After you generate a Certificate Signing Request (CSR) and obtain the CA-signed certificate based on that CSR, you can import the CA-signed certificate to use it by your edge gateway in VMware Cloud Director.

Prerequisites

Verify that you obtained the CA-signed certificate that corresponds to the CSR. If the private key in the CA-signed certificate does not match the one for the selected CSR, the import process fails.

Procedure

  1. Open Edge Gateway Services.
    1. From the top navigation bar, select Resources, and click the Cloud Resources tab.
    2. In the left panel, click Edge Gateways.
    3. Click the radio button next to the name of the target edge gateway, and click Services.
  2. Click the Certificates tab.
  3. Select the CSR in the on-screen table for which you are importing the CA-signed certificate.
  4. Import the signed certificate.
    1. Click Signed certificate generated for CSR.
    2. Provide the PEM data of the CA-signed certificate.
      • If the data is in a PEM file on a system you can navigate to, click the Upload button to browse to the file and select it.
      • If you can copy and paste the PEM data, paste it into the Signed Certificate (PEM format) field.

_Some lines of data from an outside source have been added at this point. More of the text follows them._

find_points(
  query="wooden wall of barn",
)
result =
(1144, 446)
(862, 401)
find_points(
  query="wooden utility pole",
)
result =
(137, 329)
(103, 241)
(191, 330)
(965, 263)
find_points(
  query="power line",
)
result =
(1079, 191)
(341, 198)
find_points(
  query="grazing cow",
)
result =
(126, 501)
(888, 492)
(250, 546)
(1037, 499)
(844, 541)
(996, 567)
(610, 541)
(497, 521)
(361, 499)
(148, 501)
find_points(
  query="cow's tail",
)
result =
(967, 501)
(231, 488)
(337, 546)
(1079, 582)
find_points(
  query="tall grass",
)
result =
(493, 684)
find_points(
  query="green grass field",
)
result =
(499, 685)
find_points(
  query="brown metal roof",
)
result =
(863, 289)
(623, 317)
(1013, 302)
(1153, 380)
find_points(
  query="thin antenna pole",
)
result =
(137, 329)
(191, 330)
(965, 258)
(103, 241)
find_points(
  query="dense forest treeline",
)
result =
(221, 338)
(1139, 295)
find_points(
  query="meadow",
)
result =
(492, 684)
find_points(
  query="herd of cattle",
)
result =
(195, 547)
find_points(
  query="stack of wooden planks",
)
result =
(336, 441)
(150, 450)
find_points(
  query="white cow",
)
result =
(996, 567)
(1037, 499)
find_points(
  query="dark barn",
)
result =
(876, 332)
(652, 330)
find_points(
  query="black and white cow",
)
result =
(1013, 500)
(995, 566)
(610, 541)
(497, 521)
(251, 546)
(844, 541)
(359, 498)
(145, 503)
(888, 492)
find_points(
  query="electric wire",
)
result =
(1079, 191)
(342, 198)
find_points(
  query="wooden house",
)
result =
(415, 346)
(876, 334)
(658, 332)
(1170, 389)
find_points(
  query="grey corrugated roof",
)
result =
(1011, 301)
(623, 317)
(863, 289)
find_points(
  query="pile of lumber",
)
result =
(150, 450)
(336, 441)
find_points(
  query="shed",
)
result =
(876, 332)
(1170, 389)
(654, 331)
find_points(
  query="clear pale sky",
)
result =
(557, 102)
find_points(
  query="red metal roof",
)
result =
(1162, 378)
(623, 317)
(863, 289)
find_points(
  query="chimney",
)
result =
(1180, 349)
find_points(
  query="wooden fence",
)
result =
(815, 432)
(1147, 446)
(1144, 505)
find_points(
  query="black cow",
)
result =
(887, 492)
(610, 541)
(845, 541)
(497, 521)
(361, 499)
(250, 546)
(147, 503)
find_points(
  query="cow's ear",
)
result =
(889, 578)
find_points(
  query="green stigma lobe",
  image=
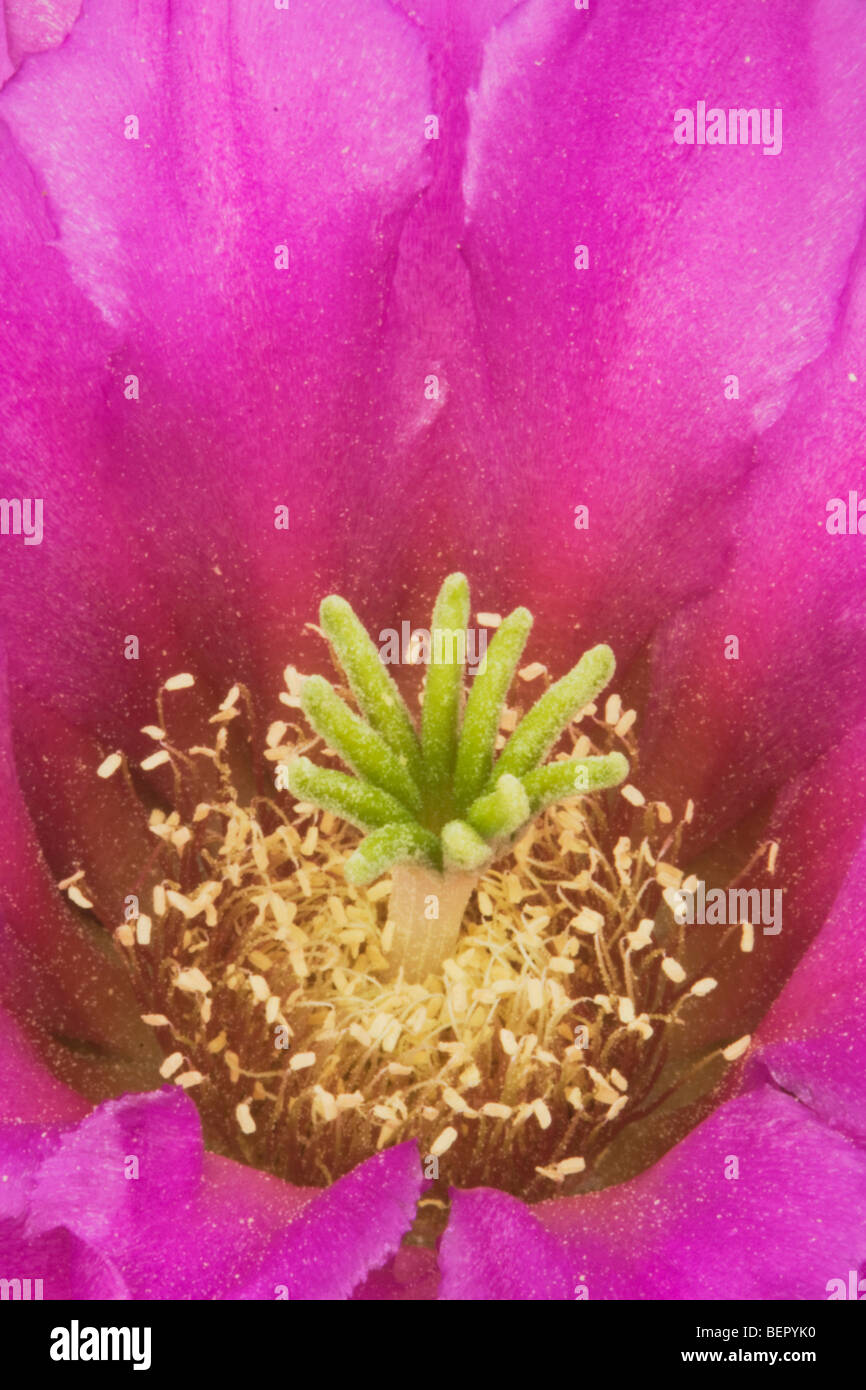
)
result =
(364, 751)
(441, 713)
(392, 845)
(574, 777)
(484, 708)
(371, 685)
(545, 722)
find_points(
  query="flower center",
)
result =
(267, 980)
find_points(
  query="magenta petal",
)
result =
(344, 1233)
(263, 388)
(34, 25)
(132, 1184)
(813, 1040)
(613, 375)
(496, 1248)
(67, 1266)
(793, 1219)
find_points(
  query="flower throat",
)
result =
(492, 970)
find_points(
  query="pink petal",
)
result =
(793, 1218)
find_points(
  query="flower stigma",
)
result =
(494, 970)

        Include the -----BEGIN CERTIFICATE----- and -----END CERTIFICATE----- lines.

    3. (Optional) Enter a description.
    4. Click Keep.
      Note: If the private key in the CA-signed certificate does not match the one for the CSR you selected on the Certificates screen, the import process fails.

Results

The CA-signed certificate with type Service Certificate appears in the on-screen list.

What to do next

Attach the CA-signed certificate to your SSL VPN-Plus or IPsec VPN tunnels as required. See Configure SSL VPN Server Settings on an NSX Data Center for vSphere Edge Gateway Using the VMware Cloud Director Service Provider Admin Portal and Specify Global IPsec VPN Settings on an NSX Edge Gateway in the VMware Cloud Director Service Provider Admin Portal.